Authors
Xudong Liao (Hong Kong University of Science and Technology)
Yijun Sun; Han Tian; Xinchen Wan; Yilun Jin; Zilong Wang; Zhenghang Ren; Xinyang Huang; Wenxue Li; Kin Fai Tse (Hong Kong University of Science and Technology)
Zhizhen Zhong (MIT)
Guyue Liu (Peking University)
Ying Zhang (Meta)
Xiaofeng Ye (EmbedWay)
Yiming Zhang (Xiamen University)
Kai Chen (Hong Kong University of Science and Technology)
Scribe: Haodong Chen (Xiamen University)
Introduction
Mixture-of-Experts (MoE) models significantly improve the scalability of large models through sparse gating mechanisms, but introduce new challenges in distributed training. Expert Parallelism (EP) in MoE brings intensive All-to-All communication, whose traffic patterns are dynamic and imbalanced (different experts are activated in different iterations).
Existing GPU interconnects (e.g., NVSwitch, Fat-tree/EPS) are static topologies that often lead to over-provisioning and bandwidth waste, making them unable to efficiently adapt to such dynamic communication. Prior studies leverage Optical Circuit Switches (OCS) for topology reconfiguration, but they assume stable traffic patterns and lack the ability to adjust dynamically during training.
Core Idea and Contributions (Design)
The core idea of MixNet is to insert a millisecond-level reconfigurable regional high-bandwidth OCS domain between scale-up NVSwitch and scale-out EPS. A lightweight greedy algorithm allocates direct optical circuits to bottleneck server pairs on demand during training iterations.
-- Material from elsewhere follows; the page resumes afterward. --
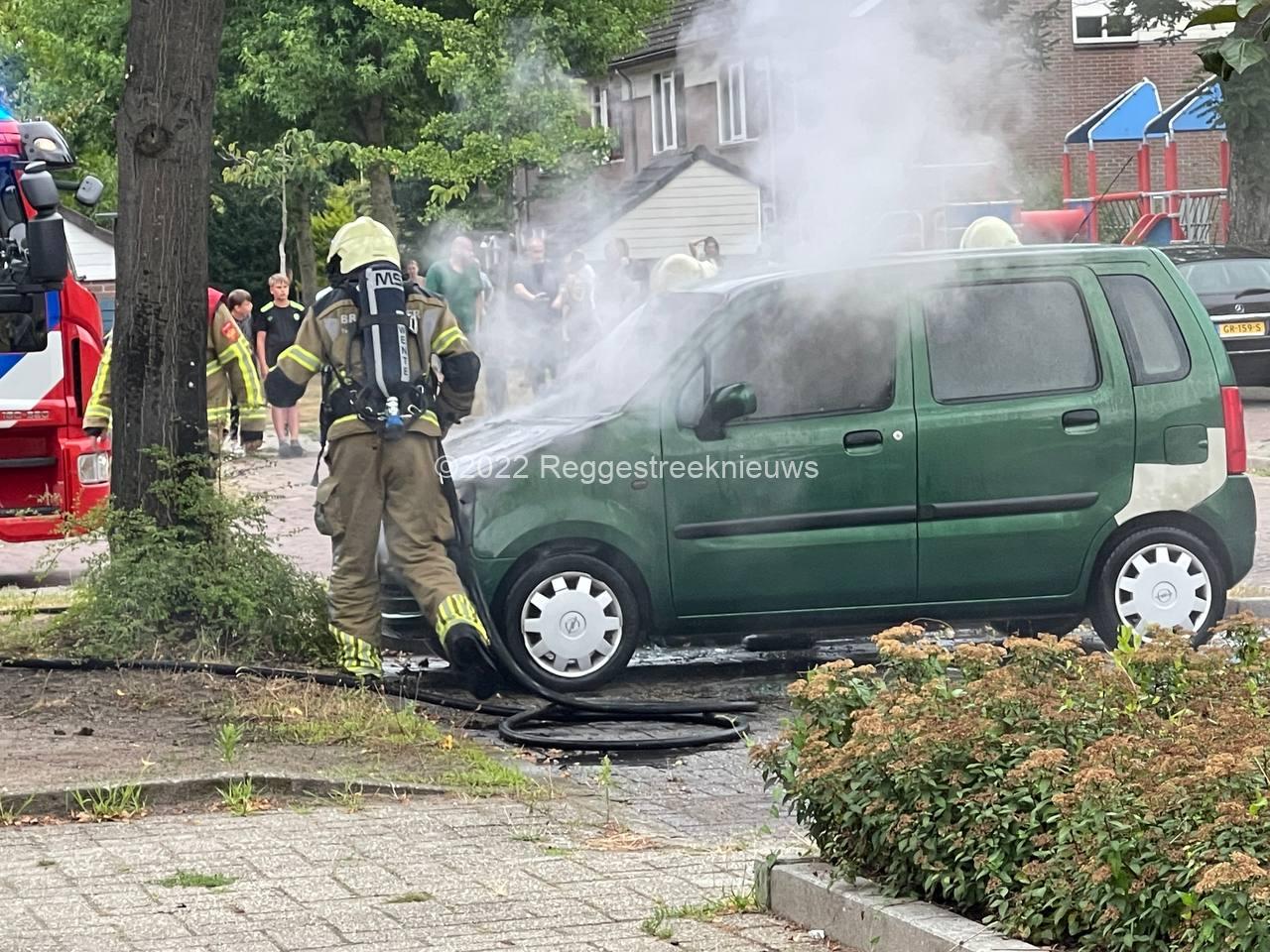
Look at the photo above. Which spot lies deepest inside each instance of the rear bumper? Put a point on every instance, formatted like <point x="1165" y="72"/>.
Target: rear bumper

A customized communication runtime then maps TP/PP/DP/EP flows to the most suitable interconnect and path, enabling “on-demand provisioning” of bandwidth.
Design details: The cluster is divided into regions based on communication locality. Each server connects part of its NICs to OCS and the rest to EPS. The control plane, driven by decentralized regional topology controllers, generates and deploys OCS topologies per iteration based on runtime-monitored or predictable EP demands. A lightweight greedy strategy prioritizes direct optical circuits for bottleneck server pairs, with reconfiguration triggered in forward/backward compute gaps within milliseconds.
On the data plane, a customized collective communication library splits and routes flows:
- TP is fixed to NVSwitch
- DP/PP go through EPS (with hierarchical all-reduce to reduce outbound traffic)
- EP is prioritized to OCS regions, combined with “delegated GPU + NVSwitch scatter/gather + concurrent OCS/EPS transmission + NVSwitch reordering” routing.
MixNet also keeps dual-path redundancy (OCS + EPS) and leverages regional controllers for local reconfiguration in case of link/NIC/GPU failures, ensuring continuous and scalable training.
Experiments
End-to-end prototype (Fig.10):
On a real prototype of 32×A100 GPUs, MixNet—using only 1×100G to EPS and 3×100G to OCS—achieves iteration latency close to a 4×100G non-blocking EPS baseline across three mainstream MoE models. This is achieved by dynamically allocating direct optical circuits for sparse and imbalanced EP All-to-All traffic, without affecting TP/DP transmission paths or accuracy.
Training speedup (Fig.12):
In simulations on 128 servers (1024 GPUs), MixNet’s iteration time approaches that of Fat-tree/Rail-optimized topologies and is on average 1.4–1.5× faster compared to TopoOpt.
Q&A
Q1:
Compared with electrical switch-based architectures, what is the main selling point of MixNet?
A1:
By using optical switches, MixNet can achieve on-demand bandwidth provisioning, making it more cost-effective and lower-overhead than electrical switches.
Q2:
Since MixNet uses online reconfiguration, does it risk expanding the failure domain?
A2:
MixNet is designed specifically to handle the randomness and dynamism of EP traffic. Thus, dynamic reconfiguration better meets communication demands rather than expanding the failure domain.
Personal Opinion
MixNet captures the essence of EP traffic in MoE training—dynamic, sparse, and regionalized. By embedding a reconfigurable OCS high-bandwidth domain between NVSwitch and EPS, it enables in-training topology reconfiguration, allocating scarce direct bandwidth precisely to the communication pairs with the greatest demand. This achieves a better performance/cost trade-off than traditional static topologies.